The U.S. is suffering from excessive wealth disorder.

This isn’t your parents’ inequality influenza, but a more virulent strain of extreme disparities of income, wealth, and opportunity.

Just 400 billionaires have as much wealth as nearly two-thirds of American households combined. And just three individuals — Jeff Bezos, Warren Buffett, and Bill Gates — have as much wealth as half of all U.S. households put together.

Since the economic meltdown of 2008, the lion’s share of income and wealth growth hasn’t gone just to the top 1 percent — it’s gone to the richest one-tenth of 1 percent. This 0.1 percent includes households with annual incomes starting at $2.2 million and wealth over $20 million.

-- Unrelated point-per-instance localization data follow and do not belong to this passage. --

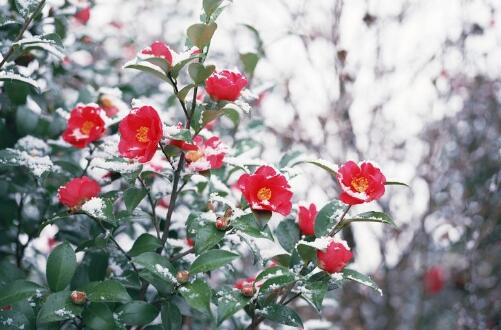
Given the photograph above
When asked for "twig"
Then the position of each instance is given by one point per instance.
(21, 32)
(153, 206)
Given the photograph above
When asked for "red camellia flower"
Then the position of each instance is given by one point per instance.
(84, 126)
(240, 283)
(83, 15)
(225, 85)
(361, 183)
(434, 280)
(77, 191)
(306, 219)
(207, 155)
(159, 49)
(335, 257)
(266, 189)
(140, 132)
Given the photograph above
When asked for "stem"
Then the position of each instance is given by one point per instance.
(153, 206)
(21, 32)
(339, 225)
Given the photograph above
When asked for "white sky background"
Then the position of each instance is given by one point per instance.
(411, 54)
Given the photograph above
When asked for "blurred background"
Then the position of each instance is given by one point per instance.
(413, 85)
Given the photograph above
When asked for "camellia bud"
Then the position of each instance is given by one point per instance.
(248, 289)
(222, 223)
(183, 276)
(78, 297)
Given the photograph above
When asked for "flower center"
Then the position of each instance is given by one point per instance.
(86, 127)
(360, 184)
(142, 134)
(264, 194)
(194, 155)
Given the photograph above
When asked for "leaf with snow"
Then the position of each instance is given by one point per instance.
(11, 76)
(355, 276)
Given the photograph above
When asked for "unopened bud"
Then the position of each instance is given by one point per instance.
(183, 276)
(248, 289)
(78, 297)
(222, 223)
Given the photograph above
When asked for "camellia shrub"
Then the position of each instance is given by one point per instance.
(193, 210)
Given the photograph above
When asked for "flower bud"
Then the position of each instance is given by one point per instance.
(78, 297)
(182, 276)
(248, 289)
(222, 223)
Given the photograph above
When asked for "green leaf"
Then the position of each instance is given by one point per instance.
(396, 183)
(331, 168)
(58, 307)
(17, 291)
(247, 224)
(353, 275)
(171, 316)
(282, 314)
(184, 91)
(198, 72)
(159, 267)
(61, 266)
(144, 243)
(133, 196)
(11, 76)
(229, 302)
(287, 233)
(371, 216)
(250, 62)
(210, 6)
(98, 317)
(108, 291)
(197, 294)
(211, 260)
(183, 135)
(200, 34)
(207, 236)
(137, 313)
(328, 217)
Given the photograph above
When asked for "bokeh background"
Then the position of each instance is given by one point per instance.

This group has been the big winner of the last few decades. Its share of national income rose from 6 percent in 1995 to 11 percent in 2015. But their biggest gains are in wealth, increasing their share from 7 percent in 1978 to over 21 percent today.

That’s 210 times their share of the population.

When you have over $20 million, you’ve easily taken care of all your needs and those of the next generation of your family. You’re living in comfort, probably with multiple homes, and don’t want for anything.

It’s at this point we see the telltale signs of excessive wealth disorder. Despite being already comfortable beyond measure, segments of this 0.1 percent will often invest their wealth to rig the political rules to get even more wealth and power.

They contribute the legal maximum donations to politicians and then do an end run around campaign finance laws to siphon even larger sums through “dark money” SuperPACs, using corporate entities that don’t have to disclose donors.

When this donor class demands tax cuts, their political puppets kick into overdrive to deliver the goods.

The 0.1 percenters create charitable foundations that become extensions of their own power and privilege. They undermine the health of the nonprofit sector by controlling a growing share of the charitable giving pie.